A topic that came up in conversation recently was in regards to learning programming. We all come from different backgrounds which leads to everyone having a different view of everything.

One of the most interesting points I realized was something I vividly remember from my childhood. I was in 7th grade teaching myself how to program in GW-Basic. My father had given me an Atari programming book and I had set out to see what this was all about. I learned GW-Basic was almost the same thing, so it worked. I had to write my own line numbers and had nobody to ask questions.

The biggest project I thought I could accomplish at the time was a hangman game. It was going to be awesome. It would support colors, but because doing anything past 3 letter words would be complex, I decided to limit myself to just 3 letter words.

I started by writing out every 3 letter word I could possibly think of. I compiled this list and set out drawing the person on the screen. Everything worked well.

But the code was 35kb. It was an insane amount of code for basically nothing. What happened was that I wasn’t aware that you could reuse variables. I was a 7th grader so we hadn’t dove much into math. It didn’t even really click that programming was just math.
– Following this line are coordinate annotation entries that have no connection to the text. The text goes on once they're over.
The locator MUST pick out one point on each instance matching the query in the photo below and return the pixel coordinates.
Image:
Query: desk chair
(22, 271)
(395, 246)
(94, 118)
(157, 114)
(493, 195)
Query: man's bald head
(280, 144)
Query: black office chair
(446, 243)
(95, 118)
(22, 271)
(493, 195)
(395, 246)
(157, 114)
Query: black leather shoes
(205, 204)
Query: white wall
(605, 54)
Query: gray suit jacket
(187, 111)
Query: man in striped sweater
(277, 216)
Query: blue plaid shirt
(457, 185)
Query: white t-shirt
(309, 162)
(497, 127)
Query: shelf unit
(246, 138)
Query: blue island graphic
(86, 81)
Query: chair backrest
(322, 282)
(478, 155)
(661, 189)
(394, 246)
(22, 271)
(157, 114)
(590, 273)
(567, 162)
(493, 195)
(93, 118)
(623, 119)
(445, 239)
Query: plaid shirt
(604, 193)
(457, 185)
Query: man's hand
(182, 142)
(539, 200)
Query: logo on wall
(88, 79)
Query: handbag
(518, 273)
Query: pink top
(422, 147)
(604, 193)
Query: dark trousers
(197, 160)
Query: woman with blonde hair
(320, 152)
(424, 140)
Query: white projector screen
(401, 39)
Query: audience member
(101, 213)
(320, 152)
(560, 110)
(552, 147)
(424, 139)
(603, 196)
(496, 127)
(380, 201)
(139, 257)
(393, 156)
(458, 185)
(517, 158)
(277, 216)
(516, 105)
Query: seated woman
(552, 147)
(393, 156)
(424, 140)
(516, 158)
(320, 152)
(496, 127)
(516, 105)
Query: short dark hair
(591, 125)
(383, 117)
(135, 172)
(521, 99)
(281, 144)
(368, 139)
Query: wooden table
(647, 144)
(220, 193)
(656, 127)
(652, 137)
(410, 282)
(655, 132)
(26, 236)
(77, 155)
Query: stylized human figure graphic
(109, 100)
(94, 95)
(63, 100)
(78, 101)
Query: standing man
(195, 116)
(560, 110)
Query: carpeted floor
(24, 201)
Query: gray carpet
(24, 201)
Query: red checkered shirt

So here I had built a functional hangman game that supported every single 3 letter word there was. And yet, every single guess, every single failure, I was declaring a new variable.

When it comes to doing things like programming, always keep in mind that what’s obvious to you is not obvious to everyone else. Your knowledge is based upon your experience in life. You’re missing out on a lot of things other people have experienced, and they are missing out on things you’ve experienced. You’re no better than anybody else.

What’s obvious to you may not be obvious to someone else. When they feel something is completely obvious, that means you’ve done your job.